La décision de la Cour
Quant aux deux branches réunies :
Sur la fin de non-recevoir opposée par la défenderesse au moyen, en ses deux branches, et déduite du défaut d'intérêt :
Attendu que le jugement attaqué considère que " la loi (...) précise que la succession doit contenir au moins une part d'exploitation agricole " ; que, " dès lors, il ne suffit pas d'invoquer l'existence, dans la succession, d'éléments d'une ferme " ; que " l'exploitation s'entend clairement de celle qui existe dans le chef de l'auteur qui serait resté propriétaire de l'exploitation jusqu'à son décès, même s'il n'exploite plus réellement lui-même, mais par son fils, par exemple, tout en y restant intéressé " ; qu' " on ne peut estimer que, par le fait que la succession est composée de terres agricoles, elle comprendrait une exploitation agricole alors que ne (s'y) retrouve (...) pas (...) cet ensemble tant de meubles que d'immeubles qui permettent cette activité " ;
Que ces considérations, dont il résulte qu'aux yeux des juges d'appel la succession ne comprend pas, fût-ce pour une quotité, une exploitation agricole, suffisent à fonder leur décision que la loi du 29 août 1988 relative au régime successoral des exploitations agricoles en vue d'en promouvoir la continuité est inapplicable ;
Que le moyen qui, en aucune de ses branches, ne critique ces motifs, ne saurait, dès lors, entraîner la cassation de cette décision et est, partant, dénué d'intérêt ;
Que la fin de non-recevoir est fondée ;
PAR CES MOTIFS,
LA COUR
Rejette le pourvoi ;
Condamne le demandeur aux dépens.
Les dépens taxés à la somme de six cent quatre-vingt-sept euros vingt et un centimes envers la partie demanderesse et à la somme de cent cinquante-sept euros trente-six centimes envers la partie défenderesse.

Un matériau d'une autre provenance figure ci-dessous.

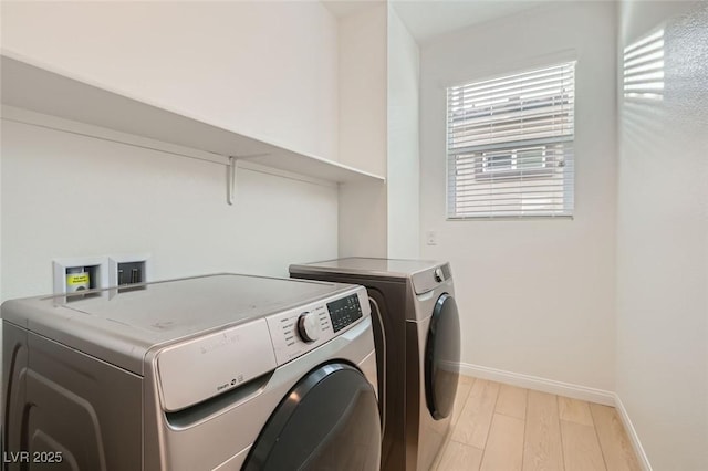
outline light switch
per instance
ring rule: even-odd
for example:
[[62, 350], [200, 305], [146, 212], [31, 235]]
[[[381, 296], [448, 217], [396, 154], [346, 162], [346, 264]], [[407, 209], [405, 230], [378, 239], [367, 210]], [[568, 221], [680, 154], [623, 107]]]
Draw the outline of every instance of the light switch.
[[438, 233], [437, 233], [437, 231], [427, 231], [425, 233], [425, 242], [428, 245], [437, 245], [438, 244]]

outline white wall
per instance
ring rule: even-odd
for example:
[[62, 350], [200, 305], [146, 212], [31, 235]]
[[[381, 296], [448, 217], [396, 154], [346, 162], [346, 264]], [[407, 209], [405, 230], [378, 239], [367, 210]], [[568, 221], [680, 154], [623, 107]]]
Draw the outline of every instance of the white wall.
[[[386, 4], [339, 20], [340, 160], [386, 175]], [[342, 185], [340, 257], [385, 257], [386, 185]]]
[[616, 390], [655, 470], [706, 470], [708, 7], [622, 2], [621, 23], [620, 61], [665, 28], [665, 93], [620, 94]]
[[[150, 253], [152, 278], [288, 275], [336, 255], [337, 189], [2, 122], [2, 300], [52, 292], [54, 258]], [[316, 222], [316, 227], [313, 227]]]
[[391, 6], [387, 75], [388, 257], [417, 259], [420, 255], [419, 50]]
[[[337, 29], [320, 2], [3, 2], [1, 41], [72, 76], [337, 158]], [[241, 170], [231, 208], [223, 166], [25, 127], [3, 122], [3, 299], [51, 291], [56, 257], [152, 252], [164, 279], [285, 275], [293, 261], [336, 255], [335, 187]]]
[[319, 1], [2, 2], [2, 48], [337, 159], [337, 24]]
[[[449, 260], [462, 362], [614, 390], [615, 30], [612, 2], [537, 8], [421, 49], [421, 231], [425, 259]], [[577, 60], [575, 217], [446, 221], [445, 88]]]

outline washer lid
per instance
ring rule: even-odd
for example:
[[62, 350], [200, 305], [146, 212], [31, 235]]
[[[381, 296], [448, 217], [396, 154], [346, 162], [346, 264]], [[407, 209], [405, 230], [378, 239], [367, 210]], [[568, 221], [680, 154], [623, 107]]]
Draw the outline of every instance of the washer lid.
[[219, 274], [8, 301], [6, 322], [144, 374], [148, 349], [284, 311], [351, 285]]

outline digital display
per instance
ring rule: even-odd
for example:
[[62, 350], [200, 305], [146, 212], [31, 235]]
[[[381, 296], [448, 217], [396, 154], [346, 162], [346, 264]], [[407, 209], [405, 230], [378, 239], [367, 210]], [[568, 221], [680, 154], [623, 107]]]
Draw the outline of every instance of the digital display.
[[356, 294], [327, 303], [327, 311], [330, 311], [330, 320], [332, 320], [334, 332], [343, 329], [364, 315]]

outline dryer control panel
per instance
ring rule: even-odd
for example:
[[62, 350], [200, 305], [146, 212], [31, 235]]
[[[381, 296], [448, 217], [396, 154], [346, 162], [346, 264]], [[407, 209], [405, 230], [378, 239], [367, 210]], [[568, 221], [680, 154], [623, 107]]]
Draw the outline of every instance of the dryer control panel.
[[333, 296], [298, 310], [269, 316], [275, 360], [290, 362], [346, 332], [371, 315], [366, 289]]
[[345, 333], [371, 315], [366, 289], [166, 347], [156, 356], [162, 402], [175, 411], [237, 388]]

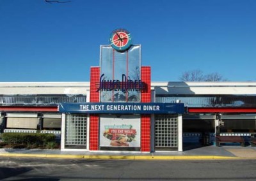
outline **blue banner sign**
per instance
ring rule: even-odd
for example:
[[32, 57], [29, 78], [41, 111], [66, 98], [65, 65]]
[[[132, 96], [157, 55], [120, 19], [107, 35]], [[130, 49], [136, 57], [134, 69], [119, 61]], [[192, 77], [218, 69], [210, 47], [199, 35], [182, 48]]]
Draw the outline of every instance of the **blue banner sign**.
[[183, 113], [183, 103], [60, 103], [61, 113], [159, 114]]

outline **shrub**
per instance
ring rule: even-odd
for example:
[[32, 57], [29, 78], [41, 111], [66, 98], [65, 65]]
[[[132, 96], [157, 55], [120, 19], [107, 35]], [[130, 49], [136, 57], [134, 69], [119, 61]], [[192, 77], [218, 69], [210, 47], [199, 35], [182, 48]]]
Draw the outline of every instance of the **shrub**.
[[55, 137], [55, 134], [47, 133], [4, 133], [2, 134], [3, 141], [8, 145], [45, 145], [48, 142], [54, 141]]
[[55, 141], [51, 141], [46, 143], [46, 148], [54, 149], [56, 147], [57, 144]]

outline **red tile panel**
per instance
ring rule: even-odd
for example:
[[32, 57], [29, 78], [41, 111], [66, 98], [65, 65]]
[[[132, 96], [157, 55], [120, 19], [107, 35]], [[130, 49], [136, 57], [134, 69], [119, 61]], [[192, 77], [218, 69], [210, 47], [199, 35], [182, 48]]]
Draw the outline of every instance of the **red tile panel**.
[[[141, 81], [145, 89], [141, 91], [141, 103], [151, 102], [151, 68], [141, 66]], [[141, 151], [150, 151], [150, 115], [141, 115]]]
[[[100, 101], [99, 92], [97, 91], [96, 83], [100, 81], [100, 68], [91, 68], [90, 102], [99, 103]], [[99, 150], [99, 115], [90, 115], [90, 150]]]
[[141, 115], [141, 151], [150, 151], [150, 115]]
[[141, 103], [151, 102], [151, 68], [141, 66], [141, 81], [145, 88], [141, 91]]
[[90, 115], [90, 150], [99, 150], [99, 116]]
[[99, 91], [97, 91], [96, 83], [100, 81], [100, 68], [91, 68], [90, 83], [90, 102], [99, 103], [100, 101]]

Ainsi jugé par la Cour de cassation, première chambre, à Bruxelles, où siégeaient le président de section Claude Parmentier, les conseillers Christian Storck, Didier Batselé, Daniel Plas et Christine Matray, et prononcé en audience publique du six février deux mille quatre par le président de section Claude Parmentier, en présence de l'avocat général André Henkes, avec l'assistance du greffier Marie-Jeanne Massart.